An interesting feature of investment trusts is that they have an inbuilt way of showing you whether they are in fashion or unloved. When trading at a significant premium to net asset value (NAV), this indicates a trust is in high demand. A trust trading at a discount suggests the reverse is true.

I am surprised at how many investors will purchase investment trusts at large premiums – a phenomenon recently seen with infrastructure trusts. That said, investment trusts can remain at a premium for prolonged periods. The Murray International Trust is a case in point.

Following a long period of consistent performance after Bruce Stout took over the trust in 2004, its discount gradually narrowed and moved to a premium in 2008. This peaked at over 10 per cent in 2013. It is now around 4 per cent after a few years of underperformance, though I believe it is still too early to buy the trust.

Mr Stout constructs the portfolio on a bottom-up basis (by analysing the prospects for individual companies). He recently outlined three main issues of concern. First, some areas of global government bond markets are trading with a negative yield (bond yields move inversely to prices, so when prices rise high enough, and yields fall, investors are in effect paying for the money they are lending to the issuer). He points out that this presents a significant issue in countries such as Germany, which does not have a culture of equity investment; many people are currently receiving no returns on their savings.
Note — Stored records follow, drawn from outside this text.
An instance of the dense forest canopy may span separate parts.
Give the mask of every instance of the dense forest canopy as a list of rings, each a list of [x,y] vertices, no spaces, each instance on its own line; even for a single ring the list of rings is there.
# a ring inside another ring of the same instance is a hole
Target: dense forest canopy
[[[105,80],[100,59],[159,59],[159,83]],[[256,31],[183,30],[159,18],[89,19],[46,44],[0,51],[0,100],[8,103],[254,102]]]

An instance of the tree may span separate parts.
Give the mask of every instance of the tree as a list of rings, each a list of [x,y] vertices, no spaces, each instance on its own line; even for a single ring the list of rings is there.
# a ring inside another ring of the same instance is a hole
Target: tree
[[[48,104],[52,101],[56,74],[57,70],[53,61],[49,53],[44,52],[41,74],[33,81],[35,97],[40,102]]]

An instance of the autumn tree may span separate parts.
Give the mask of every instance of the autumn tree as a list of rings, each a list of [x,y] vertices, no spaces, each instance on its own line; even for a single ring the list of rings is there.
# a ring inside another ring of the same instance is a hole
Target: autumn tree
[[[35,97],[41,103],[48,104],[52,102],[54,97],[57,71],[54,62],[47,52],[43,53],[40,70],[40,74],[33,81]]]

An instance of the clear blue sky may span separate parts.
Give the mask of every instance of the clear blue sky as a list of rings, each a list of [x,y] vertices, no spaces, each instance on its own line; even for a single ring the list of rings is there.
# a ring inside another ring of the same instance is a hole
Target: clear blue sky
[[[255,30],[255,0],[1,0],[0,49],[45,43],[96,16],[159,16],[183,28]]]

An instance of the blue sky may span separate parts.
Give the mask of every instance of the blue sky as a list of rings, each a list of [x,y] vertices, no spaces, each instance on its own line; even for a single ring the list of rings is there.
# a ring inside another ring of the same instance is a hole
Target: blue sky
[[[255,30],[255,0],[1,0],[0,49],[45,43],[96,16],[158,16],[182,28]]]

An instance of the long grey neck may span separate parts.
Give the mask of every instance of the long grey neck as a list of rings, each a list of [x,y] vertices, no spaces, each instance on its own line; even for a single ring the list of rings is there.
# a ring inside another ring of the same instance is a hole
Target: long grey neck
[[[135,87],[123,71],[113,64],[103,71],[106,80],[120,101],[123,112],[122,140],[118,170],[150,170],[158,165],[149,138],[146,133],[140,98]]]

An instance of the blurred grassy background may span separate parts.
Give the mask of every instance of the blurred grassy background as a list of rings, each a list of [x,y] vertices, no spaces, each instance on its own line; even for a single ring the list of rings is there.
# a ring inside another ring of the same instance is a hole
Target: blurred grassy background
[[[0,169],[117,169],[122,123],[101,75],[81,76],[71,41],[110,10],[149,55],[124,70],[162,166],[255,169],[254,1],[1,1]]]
Second, he points to the negative returns from cash (after the impact of inflation), which he labels simply as theft. And third, he is concerned over falling inflation – while we are not yet seeing outright deflation, there is downward pressure on prices, with anaemic demand looking likely to prevail. Deflation could ultimately reduce corporate profitability.

Although Mr Stout must be one of the most experienced fund managers, he does not claim to know the exact consequences of these risks. But he does believe we are entering an environment where it will be extremely difficult to grow earnings and dividends. Companies have already done most of the cost-cutting they can, yet this can only do so much to improve profits and eventually they will need to invest for the future.

Reflecting this view, Mr Stout has reduced the trust's equity exposure to 98 per cent, from around 110 per cent in mid-2012 (his use of gearing has gradually been reduced as markets have risen). Over the past few years he has been far more cautious in his outlook for developed markets.

The US currently accounts for 15 per cent of the portfolio, with 11 per cent in the UK and 2 per cent in Japan. In the UK, with the general election looming, sterling weakness is a risk. It is a mystery to him why sterling has been so strong in recent years given the high budget deficit, but he believes the election could be the catalyst to change this.

Instead, the trust has held a bias towards Asia and emerging markets, which is why it has struggled slightly over the past couple of years as emerging markets have tended to underperform their developed market counterparts. He has invested 19 per cent in Asia and 18 per cent in Latin America. He expects the lower oil price should ease pressure on the currencies of countries such as Indonesia, India and South Africa.

Overall Mr Stout paints a bleak picture of the global economy and concludes that the only option is to continue holding a collection of businesses with good profit growth potential, trading at reasonable valuations. He has been recycling out of companies where valuations have become stretched, such as Nestlé, Johnson & Johnson, Novartis and Roche. Profits have mostly been recycled into existing holdings such as Nordea and Singapore Telecom.

Mr Stout joins a long line of fund managers who understandably believe the result of the current financial experiment will be a bad one. The bigger question for investors is if, and when, will there be an inflection point for a market correction.

I believe Mr Stout's capital preservation is prudent in this environment, while investors are currently receiving a yield of 4.2 per cent.